Бывают фильмы, которые кажутся частью нашей памяти. Они были всегда. Как будто не их снимали, а они просто явились, чтобы стать общим достоянием, эдаким «тёплым одеялом» для души. «Любовь и голуби» - именно такой случай. И сложно представить, что этой лёгкой, пронзительной комедии могло не быть. Что её почти похоронили в недрах киноконторы, едва она родилась. Но это было именно так.
Апрель 1984 года. Владимир Меньшов, режиссёр, ещё не остывший от триумфа своей картины «Москвы слезам не верит» и «Оскара» за неё, спешит в Госкино с новым готовым фильмом. Он уверен в успехе. Картина далась кровью и потом: тут и Гурченко в ледяной воде, и Михайлов на грани утопления, гримы, перелёты и бессонные ночи. Он заходит в кабинет начальства, предвкушая скорый праздник, а выходит… другим человеком. Поседевшим и сжатым в тиски чужого решения. Картина объявлена «аморальной». От этого слова даже сейчас веет чем-то казённым и беспощадным. В общем, прокатное удостоверение не выдадут. Фильм запрещён.
Официальная причина, озвученная чиновниками, сегодня звучит почти как анекдот: неуместное употребление алкоголя. Как раз в те годы шла очередная мощная кампания по борьбе с пьянством. И любое упоминание спиртного на экране попадало под подозрение. Но любой, кто смотрел фильм, понимает: выпивка там - не цель, а скорее грустная, бытовая деталь, штрих к портрету жизни. Причина запрета была лишь удобной ширмой, за которой скрывалась настоящая, человеческая драма. И даже не одна.
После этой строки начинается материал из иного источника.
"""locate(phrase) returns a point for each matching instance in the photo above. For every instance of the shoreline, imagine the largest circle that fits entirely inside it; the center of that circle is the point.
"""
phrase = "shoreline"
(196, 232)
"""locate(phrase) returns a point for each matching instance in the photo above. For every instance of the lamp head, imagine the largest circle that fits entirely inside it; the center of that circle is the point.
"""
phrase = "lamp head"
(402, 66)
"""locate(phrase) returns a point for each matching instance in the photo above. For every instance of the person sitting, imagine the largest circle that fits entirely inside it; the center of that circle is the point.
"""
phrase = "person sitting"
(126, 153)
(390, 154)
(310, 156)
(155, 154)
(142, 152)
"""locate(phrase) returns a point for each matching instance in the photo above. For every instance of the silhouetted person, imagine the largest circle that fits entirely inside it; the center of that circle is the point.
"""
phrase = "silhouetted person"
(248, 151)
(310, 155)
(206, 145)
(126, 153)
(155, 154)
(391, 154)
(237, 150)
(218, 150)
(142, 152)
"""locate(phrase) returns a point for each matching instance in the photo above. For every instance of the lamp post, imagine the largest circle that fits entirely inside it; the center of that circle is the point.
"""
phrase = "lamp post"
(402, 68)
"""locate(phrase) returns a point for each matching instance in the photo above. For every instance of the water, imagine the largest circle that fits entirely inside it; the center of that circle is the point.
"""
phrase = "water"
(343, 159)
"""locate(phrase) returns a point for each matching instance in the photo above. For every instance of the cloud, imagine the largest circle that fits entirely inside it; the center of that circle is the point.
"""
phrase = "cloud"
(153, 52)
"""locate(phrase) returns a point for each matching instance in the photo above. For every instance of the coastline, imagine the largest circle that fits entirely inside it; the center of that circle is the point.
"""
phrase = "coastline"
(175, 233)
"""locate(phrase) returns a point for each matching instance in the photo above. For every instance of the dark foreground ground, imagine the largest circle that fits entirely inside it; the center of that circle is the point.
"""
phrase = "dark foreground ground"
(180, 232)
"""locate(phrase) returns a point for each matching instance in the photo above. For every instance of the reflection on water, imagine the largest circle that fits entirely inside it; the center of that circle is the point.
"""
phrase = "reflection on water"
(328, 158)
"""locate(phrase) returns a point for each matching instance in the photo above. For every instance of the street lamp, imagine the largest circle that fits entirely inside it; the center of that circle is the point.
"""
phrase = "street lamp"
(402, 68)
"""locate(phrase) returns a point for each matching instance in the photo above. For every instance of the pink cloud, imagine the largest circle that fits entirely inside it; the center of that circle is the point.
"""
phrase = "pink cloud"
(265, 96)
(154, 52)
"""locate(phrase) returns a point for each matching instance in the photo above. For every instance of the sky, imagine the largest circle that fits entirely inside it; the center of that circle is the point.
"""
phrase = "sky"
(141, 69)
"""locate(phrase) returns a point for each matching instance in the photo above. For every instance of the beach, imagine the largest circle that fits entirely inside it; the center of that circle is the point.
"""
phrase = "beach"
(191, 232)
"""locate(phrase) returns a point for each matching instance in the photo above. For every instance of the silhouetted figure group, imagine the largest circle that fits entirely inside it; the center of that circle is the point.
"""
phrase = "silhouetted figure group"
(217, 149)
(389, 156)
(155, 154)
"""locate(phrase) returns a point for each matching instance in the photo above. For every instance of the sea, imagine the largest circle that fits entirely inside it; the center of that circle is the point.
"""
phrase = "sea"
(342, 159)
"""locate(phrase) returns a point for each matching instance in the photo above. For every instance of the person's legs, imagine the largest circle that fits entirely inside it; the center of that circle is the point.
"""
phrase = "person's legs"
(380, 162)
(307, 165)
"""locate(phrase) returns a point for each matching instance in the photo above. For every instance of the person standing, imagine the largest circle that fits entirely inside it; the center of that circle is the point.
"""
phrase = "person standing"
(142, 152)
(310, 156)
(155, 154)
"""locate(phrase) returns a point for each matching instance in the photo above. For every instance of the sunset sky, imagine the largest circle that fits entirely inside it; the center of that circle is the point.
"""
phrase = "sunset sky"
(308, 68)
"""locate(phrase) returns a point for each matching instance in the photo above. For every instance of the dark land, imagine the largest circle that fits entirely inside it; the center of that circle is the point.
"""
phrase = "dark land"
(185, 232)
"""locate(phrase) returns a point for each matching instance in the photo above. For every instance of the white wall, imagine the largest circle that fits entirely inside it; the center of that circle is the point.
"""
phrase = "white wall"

Первая драма - драма прототипов. История Василия Кузякина, который поехал на юга «орган движения лечить», а вернулся с курорта влюблённым в городскую разлучницу, была списана драматургом Владимиром Гуркиным с натуры. С семьи из сибирского посёлка Черемхово. И даже фамилию он менять не стал - Кузякины так Кузякины. И когда спектакль в «Современнике» стал хитом, а слухи о будущем фильме поползли по стране, реальные родственники того самого Василия пришли в ужас. Их семейная драма, их боль и стыд вот-вот станут всеобщим достоянием, поводом для смеха. Особенно возмущалась мать, та самая «баба Валя». «Да как же так, - говорила она, - над нами же теперь вся страна смеяться будет!». И семья написала жалобу. Куда? Прямо в Госкино. Представьте этот документ: не злой донос, а крик души, написанный от бессилия и обиды.
Вторая причина - характер самого Меньшова. Его упрямство, его неуступчивость в том, что он считал главным. Ему напрямую советовали: «Владимир, Дорошина не подходит. Ей пятьдесят, а Михайлову - сорок. На экране она будет смотреться ему не женой, а матерью. Возьми кого-нибудь помоложе и поизвестнее». Но Меньшов был непреклонен. «Она играла эту роль в театре и играла блестяще. Поэтому брать кого-то другого… Мне понравилось, я решил, и всё». Он боролся за правду чувств, а не за цифры в паспорте. Эта принципиальность, это нежелание прогибаться под мнение начальства кому-то в высоких кабинетах очень не понравилось. Непослушный режиссёр – для власти это проблема во все времена.
И вот Меньшов оказывается в ситуации, когда дело всей его жизни, выстраданный и уже отснятый фильм, превращается в бесполезную груду плёнки. Причина – абсолютно формальная и лицемерная. И тогда он сказал своей съёмочной группе фразу, которая стала легендарной: «Сдаваться рано. Ещё повоюем».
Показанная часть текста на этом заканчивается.